Performance regression in workflows with short parallel phases (c.f. PR #1352) #1876
Description
Summary
When short parallel phases are interleaved with single threaded work, we can see substantial performance regressions, up to 16% has been measured on laptops in real-world workflows. We believe this is due to the increase CPU load caused by PR #1352, and is related to the report of increased CPU usage in #1871
This was observed in testing of a key interactive display workflow in a major application - it is not merely a "theoretical" slowdown on a synthetic example.
When testing synthetic examples it was obvious that behaviour is extremely variable depending on the exact form of the workload - we did in fact observe a speedup (we presume from PR#1352) when the single threaded portion of the workload was shorter.
Version
We are comparing TBB 2021.12.0 (before) with TBB 2022.0.0 (after)
Environment
Intel Xeon W-2255
Windows 11 24H2
MSVC 17.14.7
Observed Behavior
The synthetic example below runs approximately 8% slower in wallclock time in TBB 2022.0 than it did in TBB 2021.12 . A crude estimate of CPU usage increases from ~32% to ~45% (which is expected behaviour for the new spinning yield behaviour)
Expected Behavior
Minimal performance change (or improvement) between TBB 2021.12 and TBB 2022.0.0
Steps To Reproduce
I used this synthetic mersenne twister workload to reproduce the issue (I'm sure there are issues with this as a microbenchmark, but it was just a very simple attempt to repro the workload shape that was causing problems ):
constexpr int samples_per_mt = 1000000;
constexpr int samples_per_st = 1000000;
constexpr int samples_per_pass = samples_per_st + samples_per_mt;
constexpr int pass_count = 1000;
std::vector<double> results;
results.resize(samples_per_pass, 0);
int worker_count = tbb::this_task_arena::max_concurrency();
struct randomizer
{
std::default_random_engine m_eng;
std::uniform_int_distribution<int> m_dist;
randomizer(int seed) : m_eng(seed), m_dist(0, 100000) {}
int get() { return m_dist(m_eng); }
};
std::vector<randomizer> per_thread_randomizer;
for (int idx = 0; idx < worker_count; ++idx)
per_thread_randomizer.emplace_back(idx);
auto time_start = std::chrono::high_resolution_clock::now();
for (int idx = 0; idx < pass_count; ++idx)
{
int base_pass_idx = 0;
for (int st_idx = 0; st_idx < samples_per_st; ++st_idx)

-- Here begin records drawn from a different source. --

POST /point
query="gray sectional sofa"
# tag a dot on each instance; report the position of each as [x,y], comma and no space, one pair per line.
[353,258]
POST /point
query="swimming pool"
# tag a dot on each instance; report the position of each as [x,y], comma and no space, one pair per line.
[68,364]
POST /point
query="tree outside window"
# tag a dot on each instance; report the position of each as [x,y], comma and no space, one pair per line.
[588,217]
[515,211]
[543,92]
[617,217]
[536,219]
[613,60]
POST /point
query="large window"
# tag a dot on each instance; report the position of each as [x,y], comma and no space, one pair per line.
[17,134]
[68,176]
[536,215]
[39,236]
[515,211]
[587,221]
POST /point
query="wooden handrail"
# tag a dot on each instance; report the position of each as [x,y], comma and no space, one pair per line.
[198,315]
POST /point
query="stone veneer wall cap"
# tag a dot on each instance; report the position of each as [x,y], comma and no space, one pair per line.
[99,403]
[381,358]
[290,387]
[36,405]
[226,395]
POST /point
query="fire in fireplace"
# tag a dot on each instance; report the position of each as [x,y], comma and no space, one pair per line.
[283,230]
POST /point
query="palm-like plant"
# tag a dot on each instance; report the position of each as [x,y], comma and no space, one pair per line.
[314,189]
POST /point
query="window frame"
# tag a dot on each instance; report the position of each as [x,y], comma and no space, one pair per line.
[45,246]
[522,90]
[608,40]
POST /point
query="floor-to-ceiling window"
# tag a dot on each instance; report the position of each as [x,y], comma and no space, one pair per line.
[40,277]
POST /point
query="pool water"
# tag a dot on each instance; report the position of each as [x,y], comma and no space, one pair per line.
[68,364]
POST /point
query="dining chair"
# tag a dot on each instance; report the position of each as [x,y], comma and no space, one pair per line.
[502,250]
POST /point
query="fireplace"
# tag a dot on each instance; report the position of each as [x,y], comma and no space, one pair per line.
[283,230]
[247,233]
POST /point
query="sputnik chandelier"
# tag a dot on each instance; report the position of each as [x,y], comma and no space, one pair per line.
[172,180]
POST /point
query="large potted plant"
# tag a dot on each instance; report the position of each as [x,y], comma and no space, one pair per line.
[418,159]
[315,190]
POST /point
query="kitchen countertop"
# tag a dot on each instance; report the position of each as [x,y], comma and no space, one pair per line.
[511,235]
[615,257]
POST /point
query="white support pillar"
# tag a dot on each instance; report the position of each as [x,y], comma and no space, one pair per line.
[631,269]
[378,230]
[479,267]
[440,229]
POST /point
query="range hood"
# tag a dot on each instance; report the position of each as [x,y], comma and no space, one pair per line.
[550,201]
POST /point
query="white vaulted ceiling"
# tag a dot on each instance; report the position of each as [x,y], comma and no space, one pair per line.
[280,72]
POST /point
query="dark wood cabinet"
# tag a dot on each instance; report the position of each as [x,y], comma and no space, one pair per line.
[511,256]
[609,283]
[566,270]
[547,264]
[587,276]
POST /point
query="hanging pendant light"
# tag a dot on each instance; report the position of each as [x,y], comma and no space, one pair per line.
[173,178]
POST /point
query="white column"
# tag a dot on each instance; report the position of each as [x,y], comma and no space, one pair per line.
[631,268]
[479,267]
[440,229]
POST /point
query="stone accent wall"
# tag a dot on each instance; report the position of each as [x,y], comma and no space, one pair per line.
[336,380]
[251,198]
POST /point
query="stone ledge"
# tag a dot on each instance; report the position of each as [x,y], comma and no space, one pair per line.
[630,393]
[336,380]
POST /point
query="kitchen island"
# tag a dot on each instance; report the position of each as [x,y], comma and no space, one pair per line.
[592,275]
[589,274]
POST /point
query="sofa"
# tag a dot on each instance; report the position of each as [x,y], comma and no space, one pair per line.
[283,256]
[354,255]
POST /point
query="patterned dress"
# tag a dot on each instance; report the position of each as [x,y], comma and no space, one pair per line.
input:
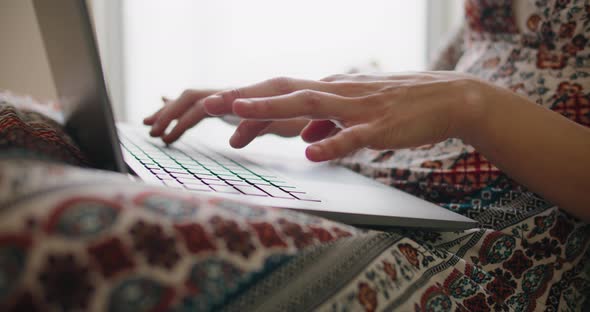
[528,254]
[74,239]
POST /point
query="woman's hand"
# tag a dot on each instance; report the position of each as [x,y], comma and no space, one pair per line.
[188,110]
[380,112]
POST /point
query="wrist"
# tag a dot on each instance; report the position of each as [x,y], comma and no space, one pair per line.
[473,110]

results[base_pass_idx + st_idx] = per_thread_randomizer[0].get();
// Use simple partitioner because problem case did.
base_pass_idx = base_pass_idx + samples_per_st;
tbb::parallel_for(
tbb::blocked_range(0, samples_per_mt, 1000),
[&](const tbb::blocked_range<int>& r) {
int thread_idx = tbb::this_task_arena::current_thread_index();
for (int mt_idx = r.begin(); mt_idx != r.end(); ++mt_idx)
{
results[base_pass_idx + mt_idx] =
per_thread_randomizer[thread_idx].get();
}
},
tbb::simple_partitioner());
}
auto time_end = std::chrono::high_resolution_clock::now();
std::cout << "Time taken : " << time_end - time_start << std::endl;
Note that 50% of the workload (and therefore I expect much more than 50% of the time) is spent single threaded. Although obviously this is non-optimal it does represent quite a common situation where it's only been practical to parallelize part of a single threaded algorithm.
My belief is the extra CPU usage caused by the spinning cores is causing the clock speeds to be lower during single threaded execution than they would be if there was no execution on those cores at all. While the repeated yield does ensure that the spinning worker threads don't take precedence over other work the OS might schedule onto that core, they still have a global side effect on performance of other cores when spinning if there is no other work being scheduled. This is consistent with the largest effect being observed on laptops.
While I understand that parallel_phase is being introduced to add more user control over this behaviour, my preference would be for the new spinning yield behaviour to be opt-in rather than opt-out. The current parallel_phase documentation also doesn't point out this interaction with single-threaded workfloads.